|PAGLIARI, PAULO - University Of Minnesota|
Submitted to: Meeting Abstract
Publication Type: Abstract Only
Publication Acceptance Date: 12/23/2014
Publication Date: N/A
Technical Abstract: The effect of manure application soil phosphorus (P) has been intensively studied with modifications of the Hedley sequential fractionation procedure, X-ray absorption near-edge structure spectroscopy, and 31P-nuclear magnetic resonance. Modern sequential fractionation techniques, coupled with phosphatase hydrolysis, have recently allowed for greater understanding of manure effects on soil P distribution. We evaluated the effect of long-term (> 10 years) poultry litter (broiler and turkey litter) application (4.5, 6.7, 9.0, 11.2, and 13.4 Mg manure per ha) on P in watershed-scale plots (cultivated and grazed/ungrazed pasture) near Riesel, Texas. Soil inorganic P (Pi) and organic P (Po) were quantified by sequential extraction (H2O, NaHCO3, NaOH, and HCl) and hydrolysis with acid phosphomonoesterase, nuclease P1, and 3-phytase (Pe). Litter application increased the total extractable P (Pt) in all plots, regardless of land-use type; application at 13.4 Mg/ha increased Pt in cropland and pasture by 23- and 8-fold, respectively.

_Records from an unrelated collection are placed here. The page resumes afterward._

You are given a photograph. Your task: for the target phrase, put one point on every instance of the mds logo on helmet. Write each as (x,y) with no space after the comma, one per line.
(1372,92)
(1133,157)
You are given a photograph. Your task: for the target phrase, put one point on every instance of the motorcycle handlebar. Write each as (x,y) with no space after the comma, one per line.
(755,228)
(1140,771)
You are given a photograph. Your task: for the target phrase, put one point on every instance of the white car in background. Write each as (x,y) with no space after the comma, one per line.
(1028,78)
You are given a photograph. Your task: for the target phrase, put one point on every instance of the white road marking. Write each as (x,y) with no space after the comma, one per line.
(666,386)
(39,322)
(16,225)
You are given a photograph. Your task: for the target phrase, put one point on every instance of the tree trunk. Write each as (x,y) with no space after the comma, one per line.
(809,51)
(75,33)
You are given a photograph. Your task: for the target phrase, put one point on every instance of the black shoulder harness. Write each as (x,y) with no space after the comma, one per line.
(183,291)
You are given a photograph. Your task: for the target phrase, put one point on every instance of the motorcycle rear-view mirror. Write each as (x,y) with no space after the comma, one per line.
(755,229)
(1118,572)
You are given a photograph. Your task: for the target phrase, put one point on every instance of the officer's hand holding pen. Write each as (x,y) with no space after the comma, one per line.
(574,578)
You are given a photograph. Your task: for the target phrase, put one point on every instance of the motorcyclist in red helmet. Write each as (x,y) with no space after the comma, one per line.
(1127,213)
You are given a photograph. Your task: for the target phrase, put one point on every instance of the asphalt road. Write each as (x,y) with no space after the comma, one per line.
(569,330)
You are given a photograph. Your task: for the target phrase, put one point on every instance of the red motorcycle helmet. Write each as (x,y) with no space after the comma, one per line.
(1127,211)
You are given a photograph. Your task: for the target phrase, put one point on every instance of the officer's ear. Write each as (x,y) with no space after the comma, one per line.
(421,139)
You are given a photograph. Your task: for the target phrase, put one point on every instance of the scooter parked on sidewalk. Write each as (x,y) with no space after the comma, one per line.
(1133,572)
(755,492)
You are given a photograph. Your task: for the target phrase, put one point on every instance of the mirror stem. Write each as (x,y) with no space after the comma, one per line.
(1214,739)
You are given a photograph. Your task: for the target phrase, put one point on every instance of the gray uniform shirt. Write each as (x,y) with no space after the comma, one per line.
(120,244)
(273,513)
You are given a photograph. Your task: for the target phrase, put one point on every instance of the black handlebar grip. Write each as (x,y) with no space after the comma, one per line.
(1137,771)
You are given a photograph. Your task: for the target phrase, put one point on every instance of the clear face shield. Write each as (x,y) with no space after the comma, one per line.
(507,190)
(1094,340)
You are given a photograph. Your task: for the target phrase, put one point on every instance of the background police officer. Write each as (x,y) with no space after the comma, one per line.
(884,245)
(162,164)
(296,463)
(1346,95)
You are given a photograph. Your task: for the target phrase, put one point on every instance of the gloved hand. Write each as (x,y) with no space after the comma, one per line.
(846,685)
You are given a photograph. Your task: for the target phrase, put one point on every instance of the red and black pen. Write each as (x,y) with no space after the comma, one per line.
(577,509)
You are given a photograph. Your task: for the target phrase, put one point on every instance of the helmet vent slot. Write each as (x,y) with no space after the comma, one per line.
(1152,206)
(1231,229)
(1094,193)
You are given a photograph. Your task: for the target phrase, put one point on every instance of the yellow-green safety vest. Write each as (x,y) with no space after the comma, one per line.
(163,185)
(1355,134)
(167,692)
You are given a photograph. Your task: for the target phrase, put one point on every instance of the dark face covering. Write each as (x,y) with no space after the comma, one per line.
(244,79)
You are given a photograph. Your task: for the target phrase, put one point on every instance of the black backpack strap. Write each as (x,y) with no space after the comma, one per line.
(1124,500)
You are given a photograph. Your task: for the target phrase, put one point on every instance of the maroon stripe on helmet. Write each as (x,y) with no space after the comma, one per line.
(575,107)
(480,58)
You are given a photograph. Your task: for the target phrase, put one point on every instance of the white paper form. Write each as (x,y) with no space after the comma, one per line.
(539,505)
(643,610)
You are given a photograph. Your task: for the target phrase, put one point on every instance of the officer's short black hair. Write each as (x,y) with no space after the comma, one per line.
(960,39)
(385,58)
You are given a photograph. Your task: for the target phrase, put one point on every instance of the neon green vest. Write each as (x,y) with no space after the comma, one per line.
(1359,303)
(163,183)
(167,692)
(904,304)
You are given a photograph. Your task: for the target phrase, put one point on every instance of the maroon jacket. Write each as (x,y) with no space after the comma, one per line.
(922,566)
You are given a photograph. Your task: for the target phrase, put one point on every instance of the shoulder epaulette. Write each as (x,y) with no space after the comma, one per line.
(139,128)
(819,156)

Compared to control, H2O-Pi from litter-amended plots increased by 9 to 34-fold (cultivated), and 7- to 30-fold (pasture), indicating substantial risk of soluble P runoff. Most labile Po (extracted with H2O and NaHCO3) was monoester-like, and decreased in the order of monoester > nucleic acid > phytate > non-hydrolysable organic P (Pne). Litter application did not affect NaOH-Pi or NaOH-Pe (P > 0.05), but increased NaOH-Pne: the general composition was Pi > monoester > phytate > nucleic acid > Pne. An average of 68% of Pt was extractable with HCl. The HCl-P composition was predominantly (95%) Po, and increased 2- to 3-fold by high rates of litter application in cultivated and grassed plots, respectively. Only trace levels of HCl-Pe were found; however, litter application increased HCl-Pne by 1- to 3-fold. Thus, repeated litter application increased levels of both soluble Pi and stable, non-hydrolysable Po, but specific response varied with application rate and land management.